World Series of Poker Europe NAPT Venetian Day 1: Seth Heads Massive Field NAPT Venetian Day 1: Seth Heads Massive Field 0001

The launch of the latest land-based poker tour – the North American Poker Tour – was years in the making. It finally kicked off yesterday with a $5,000 no-limit hold'em tournament at Venetian Hotel and Casino in Las Vegas. Judging by the size of the field, the NAPT's arrival was eagerly anticipated by players everywhere.

The event was a near sell-out as 872 players came up with $5,000 yesterday to take their shots at life-changing money and the distinction of becoming the first-ever NAPT champion. The player fastest out of the gate yesterday was Las Vegas local Andy Seth, who finished the day with 245,600. He'll have the pole position and a slight edge over the rest of the field as 475 survivors return on Sunday for Day 2.

Given that NAPT Venetian was scheduled for the same day as the highly popular WPT Invitational tournament at Commerce Casino in Los Angeles (which drew a star-studded field in its own right), the turnout for NAPT Venetian was nothing short of a staggering success.
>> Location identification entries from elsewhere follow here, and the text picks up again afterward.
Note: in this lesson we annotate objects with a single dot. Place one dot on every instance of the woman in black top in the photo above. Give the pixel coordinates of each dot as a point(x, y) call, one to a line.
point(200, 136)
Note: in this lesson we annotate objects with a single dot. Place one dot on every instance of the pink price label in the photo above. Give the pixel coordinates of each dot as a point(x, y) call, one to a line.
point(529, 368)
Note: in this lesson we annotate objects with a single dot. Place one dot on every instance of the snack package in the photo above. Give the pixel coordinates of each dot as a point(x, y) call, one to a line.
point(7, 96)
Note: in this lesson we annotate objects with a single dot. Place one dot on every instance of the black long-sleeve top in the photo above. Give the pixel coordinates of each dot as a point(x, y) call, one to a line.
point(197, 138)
The field was filled with the very best in poker talent. It was difficult to spot a table that didn't have two or more very tough spots. That's no surprise considering a first-place prize of more than $827,000 and the announcement earlier in the week that NAPT had signed a television deal in the U.S. with ESPN2.

As it goes in poker, there were a lot of disappointed players before the end of the day. A conversation on Saturday evening with any of Justin Bonomo, Kevin Saul, Hevad Khan, David Benyamine, Phil Hellmuth, Shaun Deeb, Kathy Liebert, Theo Tran, JC Tran, Chino Rheem or Chad Brown might have started with a bad-beat story. All were eliminated before the end of the day.

But for every player who busted, another's chip count increased. Four players managed to increase their starting 30,000 chips to more than 200,000 by the end of the day. Seth was atop the pile with 245,600, closely followed by Philip Collins, Mark Ketteringham, and 2003 WSOP Main Event champion Chris Moneymaker.

Having 200,000 chips is a nice edge against the field, but the field is still a long way from the finish line. The schedule for Sunday's Day 2 calls for six 75-minute levels to take place. Our gorilla math tells us that roughly 200 players will be standing when the chip bags are brought out next, roughly 80 places short of the money. A lot can happen between now and Wednesday's final table.